Bazen düşünüyorum da hepimiz farkında mıyız ki, bazı mükafatlar aynı zamanda herkese de ceza çektiriyor mu?
Yaşadığımız her güzel şeyin akıbeti ceza ile sonuçlanmak zorunda mı?
Düşünsenize halk arasında bile deriz bazen, “çok güldük bugün, ağlayacağız galiba” diye. Bilinç altımızın oyunu mu yoksa.
Birini Seversin ya mesela. Aşk yani bildiğimiz sevda, yaşanan duygu. Aslında hep acı verir ki karşılıklı da olsa karşılıksız da. Yanındayken özlersin mesela ya da onsuzken hep o vardır aklında. Yaşam planını o belirler. Elin kızı ya da oğludur aslında o :)) Fakat hayat güzergahını tamamen kendine çevirmiştir habersiz. Aylarca diyet ya abi gram kilo veremezken aşk seni bir haftada muma çeviri de erir gidersin. Şimdi sorarım ; Bu mükafat mı ceza mı?
Derin bir uykuya dalmak isteriz bazen de hani. Zar zor uyuruz her şeye rağmen. Yani beynimizdeki kalabalığa, dışarıdaki inşaattan gelen gürültüye ya da trafikte akan araçların seslerine rağmen dalarız uykuya.
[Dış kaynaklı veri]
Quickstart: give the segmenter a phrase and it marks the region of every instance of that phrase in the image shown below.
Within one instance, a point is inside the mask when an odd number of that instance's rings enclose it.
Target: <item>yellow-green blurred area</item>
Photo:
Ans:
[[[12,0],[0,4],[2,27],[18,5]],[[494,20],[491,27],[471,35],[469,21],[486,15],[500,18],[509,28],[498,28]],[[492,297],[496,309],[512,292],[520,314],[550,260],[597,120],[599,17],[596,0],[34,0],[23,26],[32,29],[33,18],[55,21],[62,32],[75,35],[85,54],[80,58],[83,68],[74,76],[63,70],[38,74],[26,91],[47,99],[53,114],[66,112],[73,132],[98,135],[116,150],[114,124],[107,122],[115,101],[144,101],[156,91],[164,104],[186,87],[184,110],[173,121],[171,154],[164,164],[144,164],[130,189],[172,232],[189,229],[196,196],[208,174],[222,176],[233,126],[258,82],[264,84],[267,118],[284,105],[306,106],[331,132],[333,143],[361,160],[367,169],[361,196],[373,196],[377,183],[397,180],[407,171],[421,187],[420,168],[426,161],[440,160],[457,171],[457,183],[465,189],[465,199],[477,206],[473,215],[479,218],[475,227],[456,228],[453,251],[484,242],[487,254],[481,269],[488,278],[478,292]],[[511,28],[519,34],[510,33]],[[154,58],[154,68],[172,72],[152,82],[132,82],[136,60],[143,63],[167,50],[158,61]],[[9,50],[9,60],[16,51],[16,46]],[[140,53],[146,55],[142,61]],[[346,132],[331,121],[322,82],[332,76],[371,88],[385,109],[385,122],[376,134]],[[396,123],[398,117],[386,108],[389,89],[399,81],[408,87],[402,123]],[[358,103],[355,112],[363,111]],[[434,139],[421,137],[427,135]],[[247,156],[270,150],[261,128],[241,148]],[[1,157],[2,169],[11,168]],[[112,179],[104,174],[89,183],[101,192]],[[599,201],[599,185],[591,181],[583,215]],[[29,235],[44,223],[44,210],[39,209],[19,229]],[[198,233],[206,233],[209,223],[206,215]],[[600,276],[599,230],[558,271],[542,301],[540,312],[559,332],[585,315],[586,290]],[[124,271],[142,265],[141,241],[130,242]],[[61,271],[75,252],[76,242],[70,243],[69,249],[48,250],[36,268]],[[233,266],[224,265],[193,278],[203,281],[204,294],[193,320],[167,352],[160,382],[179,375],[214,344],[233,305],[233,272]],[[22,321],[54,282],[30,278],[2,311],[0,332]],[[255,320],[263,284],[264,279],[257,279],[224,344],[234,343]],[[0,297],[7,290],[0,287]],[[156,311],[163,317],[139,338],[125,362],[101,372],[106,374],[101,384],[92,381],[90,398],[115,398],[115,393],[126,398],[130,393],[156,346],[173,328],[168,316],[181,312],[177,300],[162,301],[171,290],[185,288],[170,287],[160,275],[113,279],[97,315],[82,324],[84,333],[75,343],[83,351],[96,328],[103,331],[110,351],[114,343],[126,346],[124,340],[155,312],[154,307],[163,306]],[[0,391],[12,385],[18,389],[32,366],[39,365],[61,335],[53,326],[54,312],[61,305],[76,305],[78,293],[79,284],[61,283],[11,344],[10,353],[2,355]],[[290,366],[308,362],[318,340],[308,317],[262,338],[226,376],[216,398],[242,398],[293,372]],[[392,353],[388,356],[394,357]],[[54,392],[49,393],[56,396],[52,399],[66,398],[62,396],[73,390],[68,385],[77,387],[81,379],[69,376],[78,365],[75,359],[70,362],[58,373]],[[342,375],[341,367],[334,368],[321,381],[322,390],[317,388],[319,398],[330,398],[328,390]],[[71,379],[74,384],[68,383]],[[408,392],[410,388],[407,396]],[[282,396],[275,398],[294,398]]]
Hop biri gelir dürter seni. Der ki “lacivert çorabımın tekini gördün mü?
O an içimden şöyle bir dilek geçtiğine şahit olurum çoğu kez. Keşke tabancam olsaydı.
Hayatı paylaşmaya hep karşıydım ve her daim de karşı olacağım. Mükafat yaşamak için ceza çekmek şart değil bence. Her insan tek başına gelir bu evrene ve gördüğümüz üzere tek başımızı gidiyoruz ellerimiz bomboş ve çırılçıplak. Tıpkı geldiğimiz gibi.
Ve hesap günü yine tek başımıza çıkıyoruz huzura. Hayatımızı paylaştıklarımız orada bizim derdimizi ve günahımızı paylaşmıyor da. Çoğu günahlarımızın vebali onlar olsa da o gün mesul değillerdir hiçbir şeyden.
Velhasıl Mükafata ve Cezaya dair kitaplar dolusu şey yazabilirim şu an. Hepimizin cezası da mükafatı da kendi içimizde taşıdığımızdır aslında. Yaşam olgumuz maalesef buna tutuklu kılar bizi çoğu kez. Yönlendiremeyiz hislerimizi. Baş edemeyiz çoğu kez duygularımızla. Bazen çocukluktan kalma bir korkudur ceza. Bazen de gelecek kaygısından kaynaklanan bir ürperti.
Alışmamışızdır toplum olarak mutluluğa belki. Güzel sunumlar ve güler bir tebessüm bile korkutur bizi. Mükafatı ceza sanırız çoğu kez. Dedim ya kendi içimizdedir cezamız da mükafatımız da.
Siyahla beyaz gibidir bence mükafat ile ceza.